Choosing a College Major – Which Secondary School is Best for Your Son or Daughter
Many things have to be considered when it comes time to choose where your child will pursue their secondary education. While many factors are involved, one specific question must be answered first and foremost. What will be your child’s intended field of study?
Choosing a Course of Study
It is not uncommon for high school seniors to be unsure what they want to study in college. Many students even change their majors after having completed some college coursework.
Parents, of course, who are typically footing the college expenses want to avoid major changeovers if possible. Why pay for courses toward a major only to have your student change their mind in mid-stream?
Selective Colleges for Specific Majors
One reason to give this decision a great deal of forethought is that every college does not offer every field of study. Another important factor is that some schools come highly recommended for specific majors. Some colleges tout business programs, others excel in medicine, and still others come highly recommended in the field of law.
If your college bound senior wants to study veterinary or forensic science, you’ll discover that not every college offers these programs in their curriculum.
Better Safe than Sorry
Don’t sweat it if your child is unsure.
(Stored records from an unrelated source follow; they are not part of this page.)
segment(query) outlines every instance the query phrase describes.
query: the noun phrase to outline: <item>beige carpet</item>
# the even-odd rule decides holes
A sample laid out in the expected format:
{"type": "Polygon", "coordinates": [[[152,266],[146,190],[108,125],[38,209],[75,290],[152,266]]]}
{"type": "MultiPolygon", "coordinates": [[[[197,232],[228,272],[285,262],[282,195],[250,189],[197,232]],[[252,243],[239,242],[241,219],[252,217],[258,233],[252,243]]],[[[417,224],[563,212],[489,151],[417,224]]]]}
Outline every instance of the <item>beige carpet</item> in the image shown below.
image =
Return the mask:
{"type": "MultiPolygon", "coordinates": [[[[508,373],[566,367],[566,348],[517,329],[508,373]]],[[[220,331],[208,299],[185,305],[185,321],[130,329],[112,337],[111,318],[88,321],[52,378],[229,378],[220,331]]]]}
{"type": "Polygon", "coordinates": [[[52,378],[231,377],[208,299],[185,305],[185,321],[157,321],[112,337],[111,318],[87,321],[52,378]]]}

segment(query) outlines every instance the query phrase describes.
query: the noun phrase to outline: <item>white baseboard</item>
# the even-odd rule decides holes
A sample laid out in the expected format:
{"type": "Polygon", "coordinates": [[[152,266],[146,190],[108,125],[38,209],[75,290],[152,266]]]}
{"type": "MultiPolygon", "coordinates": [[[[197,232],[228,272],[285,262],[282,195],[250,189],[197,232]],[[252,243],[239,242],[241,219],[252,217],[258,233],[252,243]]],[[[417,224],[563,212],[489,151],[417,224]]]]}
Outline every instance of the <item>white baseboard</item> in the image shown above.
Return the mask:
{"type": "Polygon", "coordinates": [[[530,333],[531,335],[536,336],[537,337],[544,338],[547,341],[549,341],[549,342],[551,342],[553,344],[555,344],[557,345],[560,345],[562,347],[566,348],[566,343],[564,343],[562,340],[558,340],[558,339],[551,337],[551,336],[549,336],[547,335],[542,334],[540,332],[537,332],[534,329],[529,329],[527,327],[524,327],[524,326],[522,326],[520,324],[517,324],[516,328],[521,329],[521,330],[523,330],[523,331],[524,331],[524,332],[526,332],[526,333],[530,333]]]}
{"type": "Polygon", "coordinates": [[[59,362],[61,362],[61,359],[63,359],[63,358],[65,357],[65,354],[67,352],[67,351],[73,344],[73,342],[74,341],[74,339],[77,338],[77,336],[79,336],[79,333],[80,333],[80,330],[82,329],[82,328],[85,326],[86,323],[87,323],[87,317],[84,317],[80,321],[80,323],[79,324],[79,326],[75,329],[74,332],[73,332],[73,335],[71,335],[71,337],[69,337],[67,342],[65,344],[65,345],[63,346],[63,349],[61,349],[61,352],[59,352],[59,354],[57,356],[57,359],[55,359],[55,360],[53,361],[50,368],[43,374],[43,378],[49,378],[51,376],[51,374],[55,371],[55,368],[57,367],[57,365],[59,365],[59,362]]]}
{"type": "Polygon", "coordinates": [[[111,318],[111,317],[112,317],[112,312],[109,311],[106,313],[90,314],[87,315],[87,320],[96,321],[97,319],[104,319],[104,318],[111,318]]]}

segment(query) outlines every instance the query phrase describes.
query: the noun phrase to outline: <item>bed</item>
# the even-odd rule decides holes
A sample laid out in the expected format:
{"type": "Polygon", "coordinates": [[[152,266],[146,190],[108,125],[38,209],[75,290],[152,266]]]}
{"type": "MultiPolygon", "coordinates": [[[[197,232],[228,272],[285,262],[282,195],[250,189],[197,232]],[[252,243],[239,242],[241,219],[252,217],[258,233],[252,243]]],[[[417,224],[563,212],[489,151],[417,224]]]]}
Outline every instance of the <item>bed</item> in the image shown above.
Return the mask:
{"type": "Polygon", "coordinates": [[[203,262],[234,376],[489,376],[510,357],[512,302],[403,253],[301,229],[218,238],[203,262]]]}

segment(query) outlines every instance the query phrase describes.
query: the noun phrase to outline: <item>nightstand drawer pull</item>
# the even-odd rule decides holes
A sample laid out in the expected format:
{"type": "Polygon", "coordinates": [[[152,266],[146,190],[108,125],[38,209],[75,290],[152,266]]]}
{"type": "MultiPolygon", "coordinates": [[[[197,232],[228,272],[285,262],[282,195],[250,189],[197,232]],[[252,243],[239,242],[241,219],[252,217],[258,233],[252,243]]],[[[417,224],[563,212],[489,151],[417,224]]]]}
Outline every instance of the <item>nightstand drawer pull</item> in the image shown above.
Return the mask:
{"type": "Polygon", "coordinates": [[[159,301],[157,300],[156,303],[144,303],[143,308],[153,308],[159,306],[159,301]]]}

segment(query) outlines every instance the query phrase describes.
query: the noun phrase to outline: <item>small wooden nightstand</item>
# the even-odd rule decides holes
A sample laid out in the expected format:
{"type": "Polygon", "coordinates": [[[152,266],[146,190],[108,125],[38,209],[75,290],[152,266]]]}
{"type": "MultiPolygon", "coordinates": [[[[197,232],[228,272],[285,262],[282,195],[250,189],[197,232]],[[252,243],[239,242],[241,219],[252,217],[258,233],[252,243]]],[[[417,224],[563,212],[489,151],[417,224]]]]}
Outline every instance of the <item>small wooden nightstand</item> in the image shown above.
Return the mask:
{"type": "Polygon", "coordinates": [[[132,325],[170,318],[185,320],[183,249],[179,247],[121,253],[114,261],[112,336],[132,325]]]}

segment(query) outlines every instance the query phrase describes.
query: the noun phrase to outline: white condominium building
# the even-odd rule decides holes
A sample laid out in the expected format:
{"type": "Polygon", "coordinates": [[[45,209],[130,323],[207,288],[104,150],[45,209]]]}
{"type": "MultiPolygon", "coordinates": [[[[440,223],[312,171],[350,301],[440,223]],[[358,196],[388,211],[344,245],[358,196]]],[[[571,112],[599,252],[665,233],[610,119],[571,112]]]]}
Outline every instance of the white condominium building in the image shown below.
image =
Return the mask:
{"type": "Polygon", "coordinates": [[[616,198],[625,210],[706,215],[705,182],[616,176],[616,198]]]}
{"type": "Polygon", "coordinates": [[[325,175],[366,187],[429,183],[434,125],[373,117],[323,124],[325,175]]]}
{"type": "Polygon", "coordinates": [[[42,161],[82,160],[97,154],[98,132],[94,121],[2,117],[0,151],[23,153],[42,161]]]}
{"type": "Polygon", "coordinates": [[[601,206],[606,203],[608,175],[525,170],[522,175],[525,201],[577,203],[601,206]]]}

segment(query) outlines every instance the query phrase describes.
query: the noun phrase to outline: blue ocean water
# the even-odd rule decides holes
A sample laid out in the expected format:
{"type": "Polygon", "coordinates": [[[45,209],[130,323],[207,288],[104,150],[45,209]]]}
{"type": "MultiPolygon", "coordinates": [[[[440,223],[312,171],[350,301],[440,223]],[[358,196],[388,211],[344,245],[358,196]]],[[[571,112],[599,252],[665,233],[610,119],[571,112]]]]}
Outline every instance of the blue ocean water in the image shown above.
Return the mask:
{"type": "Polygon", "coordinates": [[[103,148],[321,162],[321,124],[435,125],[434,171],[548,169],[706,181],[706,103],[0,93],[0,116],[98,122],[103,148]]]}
No two people are the same, and some students are quite sure what they want to pursue in college early on, while others may want to get their feet wet first and explore the available opportunities once in attendance. Either way is common and acceptable.
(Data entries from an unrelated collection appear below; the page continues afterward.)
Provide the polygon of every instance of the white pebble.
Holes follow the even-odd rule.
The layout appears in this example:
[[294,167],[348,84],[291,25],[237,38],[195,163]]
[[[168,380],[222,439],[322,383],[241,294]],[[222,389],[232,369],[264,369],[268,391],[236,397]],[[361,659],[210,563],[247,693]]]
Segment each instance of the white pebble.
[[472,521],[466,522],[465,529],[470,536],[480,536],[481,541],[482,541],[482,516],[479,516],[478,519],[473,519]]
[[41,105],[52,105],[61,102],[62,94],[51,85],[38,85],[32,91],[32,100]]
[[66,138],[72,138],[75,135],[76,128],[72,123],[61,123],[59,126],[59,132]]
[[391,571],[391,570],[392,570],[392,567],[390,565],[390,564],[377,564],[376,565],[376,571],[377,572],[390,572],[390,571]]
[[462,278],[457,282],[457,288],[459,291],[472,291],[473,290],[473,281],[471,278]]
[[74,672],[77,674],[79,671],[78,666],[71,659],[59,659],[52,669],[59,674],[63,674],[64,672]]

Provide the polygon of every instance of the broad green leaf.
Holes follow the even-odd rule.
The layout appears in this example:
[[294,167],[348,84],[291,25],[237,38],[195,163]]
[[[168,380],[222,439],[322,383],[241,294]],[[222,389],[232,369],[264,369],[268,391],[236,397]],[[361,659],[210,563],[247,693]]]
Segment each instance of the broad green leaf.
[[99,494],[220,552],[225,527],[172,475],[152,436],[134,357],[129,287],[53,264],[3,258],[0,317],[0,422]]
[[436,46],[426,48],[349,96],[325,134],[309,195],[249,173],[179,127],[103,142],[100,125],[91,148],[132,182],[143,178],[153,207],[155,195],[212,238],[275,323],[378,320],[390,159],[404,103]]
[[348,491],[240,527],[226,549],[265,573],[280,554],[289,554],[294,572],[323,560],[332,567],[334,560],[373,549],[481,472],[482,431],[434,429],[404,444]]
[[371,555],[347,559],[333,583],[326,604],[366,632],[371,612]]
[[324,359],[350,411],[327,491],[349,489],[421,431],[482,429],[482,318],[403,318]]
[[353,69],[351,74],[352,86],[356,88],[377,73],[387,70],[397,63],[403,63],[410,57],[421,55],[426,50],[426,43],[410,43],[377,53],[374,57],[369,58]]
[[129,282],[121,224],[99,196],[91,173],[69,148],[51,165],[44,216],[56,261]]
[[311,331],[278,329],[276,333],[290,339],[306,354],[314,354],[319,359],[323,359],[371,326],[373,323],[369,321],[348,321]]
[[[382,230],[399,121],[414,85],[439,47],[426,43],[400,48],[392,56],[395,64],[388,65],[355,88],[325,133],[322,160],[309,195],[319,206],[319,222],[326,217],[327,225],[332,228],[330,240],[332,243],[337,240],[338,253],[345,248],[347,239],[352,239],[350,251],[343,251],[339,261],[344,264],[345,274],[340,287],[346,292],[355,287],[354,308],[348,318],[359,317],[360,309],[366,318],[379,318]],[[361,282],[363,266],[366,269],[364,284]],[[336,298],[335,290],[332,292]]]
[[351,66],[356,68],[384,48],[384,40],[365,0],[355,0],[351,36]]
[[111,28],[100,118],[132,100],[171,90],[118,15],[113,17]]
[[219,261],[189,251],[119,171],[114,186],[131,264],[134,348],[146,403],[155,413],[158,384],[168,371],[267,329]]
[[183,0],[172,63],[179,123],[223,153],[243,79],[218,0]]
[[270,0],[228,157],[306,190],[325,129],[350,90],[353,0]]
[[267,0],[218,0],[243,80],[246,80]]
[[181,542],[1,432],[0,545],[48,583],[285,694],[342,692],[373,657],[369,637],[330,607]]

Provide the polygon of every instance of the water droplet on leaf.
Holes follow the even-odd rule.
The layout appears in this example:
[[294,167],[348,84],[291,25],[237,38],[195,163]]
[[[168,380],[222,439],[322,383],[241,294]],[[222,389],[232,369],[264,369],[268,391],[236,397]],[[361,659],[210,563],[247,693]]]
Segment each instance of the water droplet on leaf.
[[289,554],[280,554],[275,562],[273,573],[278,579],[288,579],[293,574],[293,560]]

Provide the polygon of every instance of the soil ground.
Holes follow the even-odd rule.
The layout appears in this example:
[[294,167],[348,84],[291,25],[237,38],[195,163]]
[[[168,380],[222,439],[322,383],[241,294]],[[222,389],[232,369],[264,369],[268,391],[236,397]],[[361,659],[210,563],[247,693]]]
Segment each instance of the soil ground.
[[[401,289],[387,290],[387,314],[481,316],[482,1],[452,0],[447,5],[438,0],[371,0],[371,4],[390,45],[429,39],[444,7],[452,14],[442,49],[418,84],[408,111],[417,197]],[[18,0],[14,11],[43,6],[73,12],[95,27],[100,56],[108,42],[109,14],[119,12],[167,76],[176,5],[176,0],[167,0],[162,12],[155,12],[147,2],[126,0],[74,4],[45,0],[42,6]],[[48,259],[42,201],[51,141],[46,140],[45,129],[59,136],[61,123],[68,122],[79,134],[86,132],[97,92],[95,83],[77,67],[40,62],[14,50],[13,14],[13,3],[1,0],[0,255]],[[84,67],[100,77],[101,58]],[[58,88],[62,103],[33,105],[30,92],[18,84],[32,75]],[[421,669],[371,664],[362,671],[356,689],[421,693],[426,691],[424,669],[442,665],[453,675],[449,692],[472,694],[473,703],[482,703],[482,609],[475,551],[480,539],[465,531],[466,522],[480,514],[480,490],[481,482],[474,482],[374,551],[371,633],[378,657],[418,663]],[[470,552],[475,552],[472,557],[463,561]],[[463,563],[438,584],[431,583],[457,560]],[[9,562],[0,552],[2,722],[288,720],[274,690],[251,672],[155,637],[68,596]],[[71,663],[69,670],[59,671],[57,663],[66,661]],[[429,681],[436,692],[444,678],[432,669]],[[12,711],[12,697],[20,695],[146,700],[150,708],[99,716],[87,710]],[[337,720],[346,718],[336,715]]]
Here are some options to consider that might save money and aggravation until your student knows what they want to study.
1. Most freshman students start out taking basic college courses that apply to many majors. A college advisor can recommend the courses to take initially that apply toward the widest range of majors, such as English, Psychology, History, Math, Science, or Arts Electives. This will prevent valuable college funds from being spent on major specific courses that can be taken later.
2. Consider having your student take some courses at a local community college, possibly while still in high school or in the summer following graduation. This puts students in touch with their peers who are also making college decisions and with advisors and professors who can help guide them toward a specific program of interest.